Above all he was judged to the highest standard anyone can be – the number in brackets after his name in the next day’s paper. If it was anything less than four points everyone decided straight away that he’d had a poor game. It didn’t matter what else he had done or contributed, he had to be delivering.
By 2009-10, he was in his early 30s. The burning pace that allowed him to skin the last defender was never going to last forever so he knew he had to change. As well as that, Richie Hogan, TJ Reid and Colin Fennelly were coming onto the scene. Younger, fresher players who could do things he couldn't go on doing.
Eddie has such an intelligent hurling brain, and he saw this as a challenge rather than an obstacle. He was so used to adapting his game and changing it up from year to year that he basically thought his way into a new role. He became a grafter, forced himself to be a ball-winner and moved out to the half-forward line.
I will argue all day that Eddie’s finest 60 minutes in a Kilkenny jersey was in the 2011 All-Ireland final against Tipperary. He was a few weeks short of his 33rd birthday and he had been on and off the team through the championship. But on the biggest day of the year Brian Cody started him in the final at wing-forward and gave him the job of nullifying Paudie Maher’s influence in the game.
It was Eddie’s last ever game in a Kilkenny jersey and he went out with a bang, doing something totally different to what he had made his name for.
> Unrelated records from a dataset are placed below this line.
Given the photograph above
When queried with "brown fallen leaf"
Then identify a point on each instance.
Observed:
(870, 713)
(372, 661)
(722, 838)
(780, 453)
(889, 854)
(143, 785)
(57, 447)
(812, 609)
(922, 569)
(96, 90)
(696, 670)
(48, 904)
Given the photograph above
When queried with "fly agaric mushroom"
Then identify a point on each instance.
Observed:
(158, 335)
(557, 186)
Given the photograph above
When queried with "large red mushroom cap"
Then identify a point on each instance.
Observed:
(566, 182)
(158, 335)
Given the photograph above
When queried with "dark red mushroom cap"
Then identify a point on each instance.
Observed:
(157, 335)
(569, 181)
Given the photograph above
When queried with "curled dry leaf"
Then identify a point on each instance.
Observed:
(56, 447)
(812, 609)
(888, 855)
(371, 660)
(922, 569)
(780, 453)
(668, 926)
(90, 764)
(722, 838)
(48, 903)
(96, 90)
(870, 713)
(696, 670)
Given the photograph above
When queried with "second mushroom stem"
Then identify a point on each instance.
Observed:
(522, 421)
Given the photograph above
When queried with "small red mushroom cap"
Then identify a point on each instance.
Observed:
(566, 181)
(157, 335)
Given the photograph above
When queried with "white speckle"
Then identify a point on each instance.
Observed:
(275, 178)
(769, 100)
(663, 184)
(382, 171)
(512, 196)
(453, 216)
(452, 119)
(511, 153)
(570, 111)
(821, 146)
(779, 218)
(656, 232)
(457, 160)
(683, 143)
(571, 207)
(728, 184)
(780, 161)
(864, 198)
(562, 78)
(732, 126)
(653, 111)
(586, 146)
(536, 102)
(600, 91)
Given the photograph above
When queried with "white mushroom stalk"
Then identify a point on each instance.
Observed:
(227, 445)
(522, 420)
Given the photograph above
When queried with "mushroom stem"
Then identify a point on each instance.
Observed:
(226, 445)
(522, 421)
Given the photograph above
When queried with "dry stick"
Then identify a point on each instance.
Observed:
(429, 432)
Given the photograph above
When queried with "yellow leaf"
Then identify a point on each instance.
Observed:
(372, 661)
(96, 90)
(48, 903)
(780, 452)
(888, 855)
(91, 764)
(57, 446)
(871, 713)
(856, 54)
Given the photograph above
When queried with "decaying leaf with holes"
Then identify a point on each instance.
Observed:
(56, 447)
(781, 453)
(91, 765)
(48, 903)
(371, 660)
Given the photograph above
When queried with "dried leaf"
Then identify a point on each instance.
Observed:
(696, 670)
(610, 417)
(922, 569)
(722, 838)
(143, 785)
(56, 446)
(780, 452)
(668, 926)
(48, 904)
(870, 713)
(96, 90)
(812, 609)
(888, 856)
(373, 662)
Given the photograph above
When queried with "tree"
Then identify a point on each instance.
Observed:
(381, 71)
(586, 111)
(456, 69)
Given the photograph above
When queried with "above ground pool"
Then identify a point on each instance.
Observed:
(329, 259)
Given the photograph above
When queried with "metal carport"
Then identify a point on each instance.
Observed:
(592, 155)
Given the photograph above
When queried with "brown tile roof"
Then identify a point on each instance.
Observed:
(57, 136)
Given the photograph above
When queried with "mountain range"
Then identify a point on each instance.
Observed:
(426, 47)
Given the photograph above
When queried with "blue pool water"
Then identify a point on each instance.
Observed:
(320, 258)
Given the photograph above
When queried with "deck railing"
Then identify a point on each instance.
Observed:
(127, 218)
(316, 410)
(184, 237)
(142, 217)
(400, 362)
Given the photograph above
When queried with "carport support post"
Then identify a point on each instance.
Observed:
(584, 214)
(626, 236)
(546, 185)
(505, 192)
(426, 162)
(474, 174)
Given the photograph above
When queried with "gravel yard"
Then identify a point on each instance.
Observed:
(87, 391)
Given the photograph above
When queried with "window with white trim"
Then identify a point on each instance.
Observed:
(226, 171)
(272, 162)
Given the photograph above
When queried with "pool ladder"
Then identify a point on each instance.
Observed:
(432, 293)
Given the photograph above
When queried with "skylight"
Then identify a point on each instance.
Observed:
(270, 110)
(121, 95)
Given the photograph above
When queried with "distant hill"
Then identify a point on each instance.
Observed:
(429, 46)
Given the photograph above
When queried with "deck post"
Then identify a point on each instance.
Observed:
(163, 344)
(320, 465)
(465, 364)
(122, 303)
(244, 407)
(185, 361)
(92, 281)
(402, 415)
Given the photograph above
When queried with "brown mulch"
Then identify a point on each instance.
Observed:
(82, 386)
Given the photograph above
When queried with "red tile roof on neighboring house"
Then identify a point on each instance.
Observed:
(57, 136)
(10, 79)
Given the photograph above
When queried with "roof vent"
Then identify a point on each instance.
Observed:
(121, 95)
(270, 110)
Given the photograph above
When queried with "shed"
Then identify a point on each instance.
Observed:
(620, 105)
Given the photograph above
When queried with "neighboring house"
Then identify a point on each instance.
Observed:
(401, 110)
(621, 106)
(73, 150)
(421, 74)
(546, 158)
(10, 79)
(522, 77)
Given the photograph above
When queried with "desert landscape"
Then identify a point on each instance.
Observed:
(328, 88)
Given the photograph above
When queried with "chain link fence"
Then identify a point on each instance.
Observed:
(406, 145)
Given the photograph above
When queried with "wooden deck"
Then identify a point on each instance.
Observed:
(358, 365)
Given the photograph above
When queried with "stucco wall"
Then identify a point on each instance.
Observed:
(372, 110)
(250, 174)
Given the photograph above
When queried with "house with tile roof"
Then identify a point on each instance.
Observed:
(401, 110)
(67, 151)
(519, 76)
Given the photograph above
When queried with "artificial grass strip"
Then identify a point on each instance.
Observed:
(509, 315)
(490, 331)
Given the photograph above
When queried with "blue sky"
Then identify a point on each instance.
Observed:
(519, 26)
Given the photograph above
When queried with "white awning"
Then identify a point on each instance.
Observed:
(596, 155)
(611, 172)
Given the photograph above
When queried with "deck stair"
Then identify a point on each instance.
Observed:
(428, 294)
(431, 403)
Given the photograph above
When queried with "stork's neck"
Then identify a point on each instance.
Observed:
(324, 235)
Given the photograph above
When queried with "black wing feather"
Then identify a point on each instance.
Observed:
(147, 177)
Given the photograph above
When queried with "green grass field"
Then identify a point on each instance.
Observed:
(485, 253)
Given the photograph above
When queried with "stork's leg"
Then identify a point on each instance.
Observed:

Apart from setting up Richie Hogan’s goal, the achievement of shutting down Tipp’s main provider of quality ball out of defence was massive.
I was marking Lar Corbett that day, and I felt Eddie's influence throughout. Lar had buried us the year before with his hat-trick in the final but we were able to contain him this time around.
Paudie Maher was normally such a regular supplier of pinpoint ball into Lar but on that afternoon Eddie harried him and hassled him to his last nerve. So much so that the ball he was hitting into Corbett was scarce – and what did come in was hit off the back foot, sending it high into the air and having it come down with snow on it. Any corner-back will deal with that sort of delivery all day long. I still owe Eddie a pint for that day. That’s his hurling IQ.
Flexibility
Watching Laois last weekend you can see his stamp over everything they did. He got his match-ups right, the prime example being the decision to draft in Eanna Lyons to go toe-to-toe with Chris Crummey. He showed serious flexibility in picking John Lennon as a sweeper, a tactic they hadn't used since the Waterford game in the league.
Jack Kelly went on Danny Sutcliffe, and then when he tired they got fresh legs on to continue to curb Danny's influence. He brought Charles Dwyer to midfield and then put him back into the full-forward line when he fatigued and released Aaron Dunphy back out the field. All the way through the game you could see his hurling brain at work. Constantly adapting to get the best out of his team.
But a big thing that jumped out at me was how they used the ball. The guy in the best position always gets the ball – something Cody drilled into us for years and years. Importantly, Eddie has a good management team around him in Niall Corcoran and Tommy Fitzgerald, which is another thing he would have seen first-hand under Brian.
Who knows where he’ll end up as a manager? He has learned from the best, and he’ll keep learning because that’s the way he’s always been.
Sunday will be a big test for Laois, but they have nothing to lose so he will let them go and enjoy it. One thing is for sure, he’ll be a massive calming presence for those players on the biggest day of their lives.